Bâtiment,travaux publics : Faciliter le profit des plus gros03/07/20032003Journal/medias/journalnumero/images/2003/07/une1822.jpg.445x577_q85_box-0%2C104%2C1383%2C1896_crop_detail.jpg

Leur société

Bâtiment,travaux publics : Faciliter le profit des plus gros

Sous prétexte de "simplifier le droit", le gouvernement veut permettre aux grands patrons du bâtiment et des travaux publics de se voir attribuer encore plus facilement les grands chantiers. Et il ne sera pas trop regardant ni sur les prix ni sur la qualité.

Que les actionnaires des grosses sociétés du bâtiment et des travaux publics vivent en grande partie de l'argent de la collectivité, ce n'est pas nouveau. La construction de logements sociaux, de routes, de bâtiments publics alimente les carnets de commandes, et tous ces travaux sont une source importante de bénéfices. Ainsi, au début des années quatre-vingt-dix, lors de la rénovation de lycées, une entente entre les grands groupes du bâtiment avait conduit à des profits spectaculaires. En Île-de-France, la majorité -RPR à l'époque- du Conseil régional avait été arrosée largement.

L'affaire avait été particulièrement juteuse, allant par exemple jusqu'à une marge de 15% en faveur d'une filiale de la Lyonnaise des Eaux pour les travaux du lycée de Coulommiers en Seine-et-Marne. Le montant des sommes ainsi dilapidées ayant été en partie rendu public, la façon de passer ce genre de commandes de travaux fut par la suite légèrement revue. Pas pour longtemps, puisque le gouvernement vient d'obtenir -dans un délai record- le feu vert de sa majorité au Parlement pour revenir à une façon de faire qui ressemble comme deux gouttes d'eau à la pratique antérieure.

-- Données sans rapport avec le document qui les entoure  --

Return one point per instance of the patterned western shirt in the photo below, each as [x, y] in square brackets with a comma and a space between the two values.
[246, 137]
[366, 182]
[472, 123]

Officiellement, il s'agit de "simplifier le droit". En réalité, il s'agit de simplifier la vie aux plus grosses sociétés du bâtiment, en leur évitant d'avoir à négocier sur les prix.

Cela a déjà commencé l'année dernière pour la construction de prisons, de commissariats et de gendarmeries. Politique du "tout sécuritaire" oblige, il n'y avait pas le temps de finasser, expliquait le gouvernement: il fallait confier d'urgence la construction de ces bâtiments à des entreprises capables à la fois de faire les projets sur plans, de construire, de jouer un rôle de banquier et d'assurer la maintenance. Et l'État, bon prince, acceptait de signer un contrat unique pour tout cela, sans avoir forcément le temps d'entrer dans les détails.

L'hiver dernier encore, ce genre de commandes, c'était promis, devaient rester exceptionnelles. Mais comme l'appétit vient en mangeant, il est aujourd'hui question de procéder de la même façon "simplifiée" pour des projets d'hôpitaux à Caen, à Dijon, au Havre, ou pour la construction d'une mairie dans l'Hérault et de plusieurs sections du TGV.

Des organisations d'architectes ont protesté parce que leur profession se trouve quasiment évincée de ces constructions, si ce n'est comme sous-traitante des grandes sociétés du bâtiment. À cette occasion, elles rappellent les problèmes engendrés dans le passé par ce type de commandes. Ainsi, 875 établissements scolaires du type "Pailleron" avaient été construits au début des années soixante-dix, en faisant des économies et avec des règles de sécurité "assouplies". Le 6 février 1973, ce fut le drame, un incendie ravagea le collège de la rue Edouard Pailleron dans le 19e arrondissement de Paris, provoquant la mort par asphyxie de16 enfants et de 4 adultes.

Aujourd'hui, si le gouvernement voulait effectivement construire ou rénover des bâtiments, pour les hôpitaux par exemple, en se souciant de la qualité sans pour autant creuser des gouffres financiers, il imposerait ses prix aux grands groupes du bâtiment sous le contrôle des futurs usagers (personnels, médecins). Mais il préfère clamer aux grandes sociétés du bâtiment: enrichissez-vous, l'argent public est là pour vous servir, et vite.